La nota dell’azienda sanitaria locale: “Le due vicende non sono correlate, tracciamento dei contatti già concluso”

PESCARA. "I due casi di meningite recentemente segnalati e oggetto di attenzione mediatica sono distinti e non tra loro correlati". Lo precisa la Asl di Pescara a proposito della vicenda di una donna di 51 anni morta per una meningite fulminante e di un 15enne ricoverato in ospedale e ormai fuori pericolo, ribadendo la necessità di "evitare ingiustificati allarmismi". Per entrambi i casi sono state tempestivamente attivate, da parte del Servizio di Igiene e Sanità Pubblica (Iesp), le procedure previste dai protocolli ministeriali per l'individuazione dei contatti stretti e l'eventuale attivazione delle misure di profilassi nei soggetti effettivamente esposti. Attività che si sono già concluse. La Asl è tornata sulla vicenda dopo che sui social stanno circolando informazioni circa i luoghi frequentati dalla 51enne e dal 15enne, nonostante si tratti di episodi non collegati e di ceppi diversi di meningite.

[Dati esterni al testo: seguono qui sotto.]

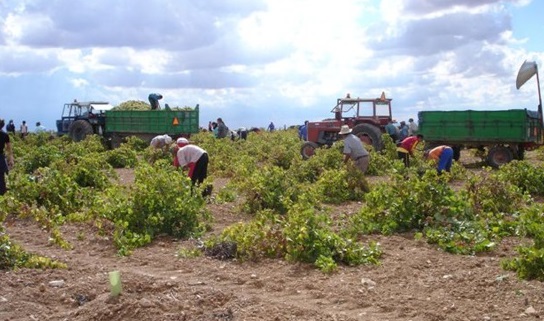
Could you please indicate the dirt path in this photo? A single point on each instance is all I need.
(414, 282)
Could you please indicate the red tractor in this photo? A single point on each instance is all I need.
(366, 117)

"Il riferimento alla palestra 'Audacia' di Pescara riguarda esclusivamente uno dei luoghi frequentati dal ragazzo - scrive l'azienda sanitaria - Si sottolinea la piena correttezza del comportamento adottato dalla direzione della palestra, che ha collaborato tempestivamente con gli operatori sanitari attenendosi alle indicazioni ricevute e attivando con rapidità tutte le misure raccomandate, comprese le procedure di sanificazione degli ambienti, consentendo così la prosecuzione in sicurezza delle attività". La stessa palestra aveva anche pubblicato sui social una comunicazione agli iscritti, tanto da ricevere apprezzamenti da parte degli utenti per la trasparenza e la correttezza.

"Si ricorda che il meningococco presenta una scarsa resistenza nell'ambiente esterno e sopravvive solo per poche ore. La trasmissione del batterio - va avanti la Asl - avviene esclusivamente attraverso contatti stretti, ravvicinati e prolungati con la persona infetta, tramite le goccioline di saliva. Per queste caratteristiche la contagiosità della malattia resta molto bassa. Si precisa inoltre che le comunicazioni diffuse dal Servizio Iesp nell'ambito delle attività di sorveglianza epidemiologica sono state rivolte esclusivamente ai medici di medicina generale coinvolti nella gestione dei contatti stretti e non costituiscono indicazioni di rischio per la popolazione generale".

Infine l’azienda sanitaria locale evidenzia che "la misura preventiva più efficace è rappresentata dalla vaccinazione, che garantisce protezione individuale e contribuisce a ridurre la circolazione dei batteri responsabili delle meningiti, offrendo una protezione indiretta anche ai soggetti non vaccinabili per condizioni cliniche", conclude la Asl.